Üçüncüsü, eşitsiz ve orantısız bir ilişkiler bütünü ile karşı karşıya kalan göçmenlerin kendileri ve aileleri için hayatta kalmanın yollarını her şeyi göze alarak zorlamalarının doğal bir sonuç olduğunu anlamak gerekir. Bu durum, kaçak çalışma, çocuk işçilik gibi ağır sömürü ve kuralsızlığa alan açmakla sonuçlanır. 

Türkiye’de Suriyeli işçilerin bugün geldiği noktanın nasıl örüldüğünü anlamak için, Sendika akademisinin raporuna geri dönelim. Rapora göre:

Türkiye’ye geçmişte gelen yabancı işçiler, bir süre kaldıktan sonra ülkelerine geri dönmüşlerdi. Suriyeli işçilerin büyük bölümü ise Türkiye’de kalma eğilimindedir.

Yürürlükteki kanuna uygun olarak yabancılara verilen çalışma izinleri yıllar içinde arttı. 2003 yılında yalnızca 804 kişiye süreli çalışma izni, 50 kişiye süresiz çalışma izni ve 1 kişiye de bağımsız çalışma izni verilmişti.

2009 yılından itibaren süreli çalışma izni verilen kişi sayısı hızla artmaya başladı. 2009 yılında 13,9 bin kişiye süreli çalışma izni verilmişken, bu sayı 2011 yılında 17,3 bine, 2012 yılında 32,2 bine ve 2013 yılında 45,7 bine yükseldi. Özellikle Suriyelilere süreli çalışma izninin verilmesiyle, 2019 yılında bu rakam 145,2 bin oldu.

Bu sayılardan Türkiye’de süreli çalışma izniyle kaç kişinin çalışmakta olduğunu tespit edebilmek mümkün değildir. İlgili yasada belirtildiği gibi, ilk kez bu izni alanlara en çok bir yıl süreli çalışma izni verilmektedir. Ancak daha sonraki yıllarda daha uzun süreli çalışma izni verilebildiğinden, günümüzde süreli çalışma izniyle yasal olarak çalışmakta olan yabancıların sayısının birkaç yüz bin civarında olduğu tahmin edilebilir. Buna karşılık, kaçak çalışan yabancıların sayısının birkaç milyonu bulduğu düşünülmektedir.
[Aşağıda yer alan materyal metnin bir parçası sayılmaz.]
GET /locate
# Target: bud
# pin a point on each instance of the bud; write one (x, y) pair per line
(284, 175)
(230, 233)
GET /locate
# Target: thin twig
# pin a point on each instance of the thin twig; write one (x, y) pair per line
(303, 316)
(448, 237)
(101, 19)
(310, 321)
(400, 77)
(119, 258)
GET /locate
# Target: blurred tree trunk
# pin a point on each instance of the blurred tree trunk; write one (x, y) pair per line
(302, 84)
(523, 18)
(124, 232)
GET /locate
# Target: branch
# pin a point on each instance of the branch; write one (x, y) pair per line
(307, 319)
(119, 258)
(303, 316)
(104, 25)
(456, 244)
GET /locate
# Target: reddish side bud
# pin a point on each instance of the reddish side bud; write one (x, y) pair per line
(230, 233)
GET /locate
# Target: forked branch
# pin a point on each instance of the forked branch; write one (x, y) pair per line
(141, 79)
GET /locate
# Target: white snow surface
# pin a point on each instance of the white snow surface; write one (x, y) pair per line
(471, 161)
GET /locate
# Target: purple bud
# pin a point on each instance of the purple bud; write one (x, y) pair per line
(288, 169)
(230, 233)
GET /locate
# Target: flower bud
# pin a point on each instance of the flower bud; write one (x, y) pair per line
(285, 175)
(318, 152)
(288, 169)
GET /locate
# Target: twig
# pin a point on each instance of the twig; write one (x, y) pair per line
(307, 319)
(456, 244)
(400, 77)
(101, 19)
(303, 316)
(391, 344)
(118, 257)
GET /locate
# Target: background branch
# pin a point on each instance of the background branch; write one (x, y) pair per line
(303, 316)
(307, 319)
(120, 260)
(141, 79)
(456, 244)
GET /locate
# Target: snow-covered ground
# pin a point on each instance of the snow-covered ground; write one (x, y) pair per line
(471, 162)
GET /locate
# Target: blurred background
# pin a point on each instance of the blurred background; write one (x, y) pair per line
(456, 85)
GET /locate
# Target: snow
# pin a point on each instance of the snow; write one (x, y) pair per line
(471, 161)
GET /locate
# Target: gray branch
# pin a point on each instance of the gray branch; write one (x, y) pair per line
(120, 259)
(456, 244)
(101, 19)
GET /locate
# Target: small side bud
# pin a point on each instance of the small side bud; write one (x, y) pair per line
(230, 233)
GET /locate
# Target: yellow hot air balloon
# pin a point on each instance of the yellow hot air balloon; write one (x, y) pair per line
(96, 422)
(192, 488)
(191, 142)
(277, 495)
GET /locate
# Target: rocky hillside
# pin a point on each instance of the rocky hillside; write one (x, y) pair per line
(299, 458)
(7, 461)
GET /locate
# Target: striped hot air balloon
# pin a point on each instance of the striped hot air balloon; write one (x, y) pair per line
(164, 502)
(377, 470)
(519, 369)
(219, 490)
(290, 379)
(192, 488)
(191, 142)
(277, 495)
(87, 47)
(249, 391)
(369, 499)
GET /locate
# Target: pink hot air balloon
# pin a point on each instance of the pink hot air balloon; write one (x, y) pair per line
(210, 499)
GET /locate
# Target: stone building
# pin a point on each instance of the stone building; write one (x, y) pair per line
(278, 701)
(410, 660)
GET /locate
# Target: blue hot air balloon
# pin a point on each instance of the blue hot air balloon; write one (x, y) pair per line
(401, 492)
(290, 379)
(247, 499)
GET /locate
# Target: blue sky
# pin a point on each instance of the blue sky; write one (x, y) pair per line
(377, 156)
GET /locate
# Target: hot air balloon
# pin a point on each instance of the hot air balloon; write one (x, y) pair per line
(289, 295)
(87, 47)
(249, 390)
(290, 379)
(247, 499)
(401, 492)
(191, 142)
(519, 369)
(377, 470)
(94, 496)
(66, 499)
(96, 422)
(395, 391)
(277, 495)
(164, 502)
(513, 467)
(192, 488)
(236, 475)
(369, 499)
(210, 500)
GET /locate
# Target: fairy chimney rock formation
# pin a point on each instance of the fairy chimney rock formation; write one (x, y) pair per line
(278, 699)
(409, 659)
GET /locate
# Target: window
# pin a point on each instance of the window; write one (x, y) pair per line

Sonuç olarak, Türkiye ekonomisi açısından yabancı işçilerin kalkındırma ya da çökertme gibi bir etkilerinin olup olmadığını tartışmadan önce bu nesnel durumu ve ilişkileri iyi bilmek gereklidir.

Türkiye’de sermaye düzeni, esnek ve kuralsız çalışma düzenini işletmek için her tür olanağı devreye sokar. küçük ve orta ölçekli sanayi işletmelerinde ve inşaat, merdiven altı konfeksiyon gibi kuralsız, esnek ve kaçak çalıştırmanın yaygın bulunduğu sektörlerde, yabancı işçilerin güçsüzlük ve çaresizliklerini sonuna kadar değerlendirmeyi bilir. Burada büyük sermaye, orta-küçük ölçekli sermaye ayrımı da bir noktadan sonra önemini kaybetmektedir. Parçalı üretimin yaygınlaştığı, merdiven altından herkesin bildiği büyük tekellere uzanan bir zincir olduğunu ve zaman zaman rekabet halinde olsalar bile büyüğüyle küçüğüyle sermayenin temel konularda çıkar ortaklığıyla hareket ettiğini bilmemiz gerekiyor.